さまざまな主体がまちづくりのプロセスと思いを可視化するプラットフォーム──氷見市景観まちづくりサイトmy groove ひみ
富山県氷見市では、景観計画に基づき、今年度は景観形成重点地区指定に向けた取り組みを行なっている。まち並みの保全や誘導をするだけでなく、対象となる沿道で個性となる景観を活かして、人の活動が映える空間をつくりたいということや、景観の魅力を共有し、みんなで景観をつくり・まもる機運を高めることを目的としている。そのため、積極的に市民の声を取り入れ、また景観マネジメント活動にともに取り組む機運づくりを行いたいという考えだ。

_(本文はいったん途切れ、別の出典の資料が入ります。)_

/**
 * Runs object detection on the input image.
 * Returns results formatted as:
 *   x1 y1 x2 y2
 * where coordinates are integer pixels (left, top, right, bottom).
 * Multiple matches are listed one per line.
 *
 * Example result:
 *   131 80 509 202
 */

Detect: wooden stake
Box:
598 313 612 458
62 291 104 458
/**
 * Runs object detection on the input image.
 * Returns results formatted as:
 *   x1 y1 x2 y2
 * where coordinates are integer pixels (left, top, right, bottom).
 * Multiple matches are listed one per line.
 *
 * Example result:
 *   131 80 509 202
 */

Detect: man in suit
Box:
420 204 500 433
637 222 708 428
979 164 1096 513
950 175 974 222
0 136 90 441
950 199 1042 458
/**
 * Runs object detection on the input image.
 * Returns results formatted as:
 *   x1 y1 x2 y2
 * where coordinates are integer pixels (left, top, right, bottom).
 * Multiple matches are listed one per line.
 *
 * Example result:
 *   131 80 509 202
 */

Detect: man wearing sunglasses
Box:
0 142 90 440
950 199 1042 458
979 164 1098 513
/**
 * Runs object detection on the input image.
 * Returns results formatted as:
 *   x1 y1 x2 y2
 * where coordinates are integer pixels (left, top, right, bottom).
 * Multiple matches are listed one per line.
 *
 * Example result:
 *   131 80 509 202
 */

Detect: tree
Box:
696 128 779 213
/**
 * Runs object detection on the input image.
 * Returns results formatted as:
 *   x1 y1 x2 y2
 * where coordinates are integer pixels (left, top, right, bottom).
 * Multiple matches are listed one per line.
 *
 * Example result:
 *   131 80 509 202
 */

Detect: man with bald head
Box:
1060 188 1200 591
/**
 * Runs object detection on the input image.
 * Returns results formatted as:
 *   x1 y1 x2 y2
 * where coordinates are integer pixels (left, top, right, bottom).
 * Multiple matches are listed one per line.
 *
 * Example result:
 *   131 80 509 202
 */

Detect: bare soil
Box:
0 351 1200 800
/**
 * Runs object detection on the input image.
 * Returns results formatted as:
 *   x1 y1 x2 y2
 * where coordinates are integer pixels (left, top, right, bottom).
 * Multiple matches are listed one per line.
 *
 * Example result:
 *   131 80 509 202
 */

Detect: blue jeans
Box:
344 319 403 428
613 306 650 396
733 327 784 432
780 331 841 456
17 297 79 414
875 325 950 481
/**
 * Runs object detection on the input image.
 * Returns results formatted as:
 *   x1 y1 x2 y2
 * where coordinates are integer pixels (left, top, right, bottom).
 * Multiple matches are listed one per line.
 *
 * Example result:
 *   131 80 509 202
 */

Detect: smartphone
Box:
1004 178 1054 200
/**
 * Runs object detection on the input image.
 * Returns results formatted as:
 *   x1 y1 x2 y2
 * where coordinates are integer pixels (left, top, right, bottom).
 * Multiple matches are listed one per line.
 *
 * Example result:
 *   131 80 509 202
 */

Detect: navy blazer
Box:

氷見市が市民との協働手段として、連続ワークショップ、景観まちづくり実証実験を実施するなかで、景観まちづくりの特設サイト「my grooveひみ」では、リアルな場のプロセスや結果を可視化し、また、WSの問いをオンライン上でも展開するという、リアルとデジタルを融合させた取り組みを試みている。
本取り組みの特徴や成果は以下だ。
●ワークショップのフェーズページでは、ワークショップに実地参加できなかった方が、かなり具体的な意見を書き込んでくれるなど、熱量を持った参加者の意見の受け皿になった。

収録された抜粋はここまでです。